Re: Stable SATA pci card for FreeBSD 6.x/7.0

Sebastiaan van Erk Tue, 05 Aug 2008 10:08:57 -0700

Jeremy Chadwick wrote:

First and foremost, you've forgotten to CC the mailing list on all but
one of your replies.  I'll assume this is intentional, but it's probably
not for the best, as readers may find your post and wonder what the
outcome was.

It was not intentional, it hit reply instead of reply-all. Sorry.
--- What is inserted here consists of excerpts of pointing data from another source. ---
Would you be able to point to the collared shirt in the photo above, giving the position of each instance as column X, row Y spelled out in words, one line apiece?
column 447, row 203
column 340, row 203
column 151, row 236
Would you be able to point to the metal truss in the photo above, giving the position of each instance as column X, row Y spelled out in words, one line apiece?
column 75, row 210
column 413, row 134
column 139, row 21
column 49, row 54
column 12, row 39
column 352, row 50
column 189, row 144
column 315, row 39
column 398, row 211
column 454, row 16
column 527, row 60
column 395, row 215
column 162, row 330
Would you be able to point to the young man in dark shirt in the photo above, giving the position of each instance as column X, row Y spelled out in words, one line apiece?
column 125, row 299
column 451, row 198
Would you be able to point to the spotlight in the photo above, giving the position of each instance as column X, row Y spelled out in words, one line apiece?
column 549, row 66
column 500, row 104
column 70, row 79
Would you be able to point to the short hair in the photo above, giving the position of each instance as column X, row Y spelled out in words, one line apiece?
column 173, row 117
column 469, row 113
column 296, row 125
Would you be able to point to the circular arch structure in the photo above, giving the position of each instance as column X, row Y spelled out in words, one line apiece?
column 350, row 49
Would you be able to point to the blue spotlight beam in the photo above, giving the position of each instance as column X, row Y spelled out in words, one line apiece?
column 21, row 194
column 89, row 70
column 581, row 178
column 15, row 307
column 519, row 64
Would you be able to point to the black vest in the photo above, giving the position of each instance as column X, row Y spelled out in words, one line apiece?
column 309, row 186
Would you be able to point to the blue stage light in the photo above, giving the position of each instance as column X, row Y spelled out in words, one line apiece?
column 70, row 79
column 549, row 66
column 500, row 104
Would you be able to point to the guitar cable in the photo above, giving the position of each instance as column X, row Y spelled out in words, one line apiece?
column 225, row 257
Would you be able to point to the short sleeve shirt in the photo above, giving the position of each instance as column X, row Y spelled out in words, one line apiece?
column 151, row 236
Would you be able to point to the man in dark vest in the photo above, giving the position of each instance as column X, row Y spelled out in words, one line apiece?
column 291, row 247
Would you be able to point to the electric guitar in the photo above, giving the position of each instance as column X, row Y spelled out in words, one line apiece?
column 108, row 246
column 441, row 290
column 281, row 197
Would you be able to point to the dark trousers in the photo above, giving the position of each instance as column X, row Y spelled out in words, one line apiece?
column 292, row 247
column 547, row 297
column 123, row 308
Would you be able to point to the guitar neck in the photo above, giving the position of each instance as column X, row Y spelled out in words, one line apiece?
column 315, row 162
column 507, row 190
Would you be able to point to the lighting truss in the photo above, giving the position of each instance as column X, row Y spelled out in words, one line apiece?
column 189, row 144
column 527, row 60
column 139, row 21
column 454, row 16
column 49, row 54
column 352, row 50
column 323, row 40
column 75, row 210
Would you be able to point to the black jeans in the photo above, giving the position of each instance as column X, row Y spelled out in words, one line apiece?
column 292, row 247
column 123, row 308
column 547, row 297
I will reply this to the list, so other interested parties can follow the thread and your informative replies.

On Tue, Aug 05, 2008 at 02:47:45PM +0200, Sebastiaan van Erk wrote:

Hi,

Thanks for the reply.

Jeremy Chadwick wrote:
Yes, most of the Silicon Image ICs I've read about have odd driver
problems or general issues (even under Windows).  The system rebooting
is an odd one; you sure your PSU can handle two disks?
Well, I've got a 450W Asus PSU in there, but I've also got 6 hard disks and 1 dvd-rom drive (mostly inactive) in there. The hard disks are mostly 250/300GB but the two new ones are 1TB SATA drives. But the 450W should easily be enough, shouldn't it?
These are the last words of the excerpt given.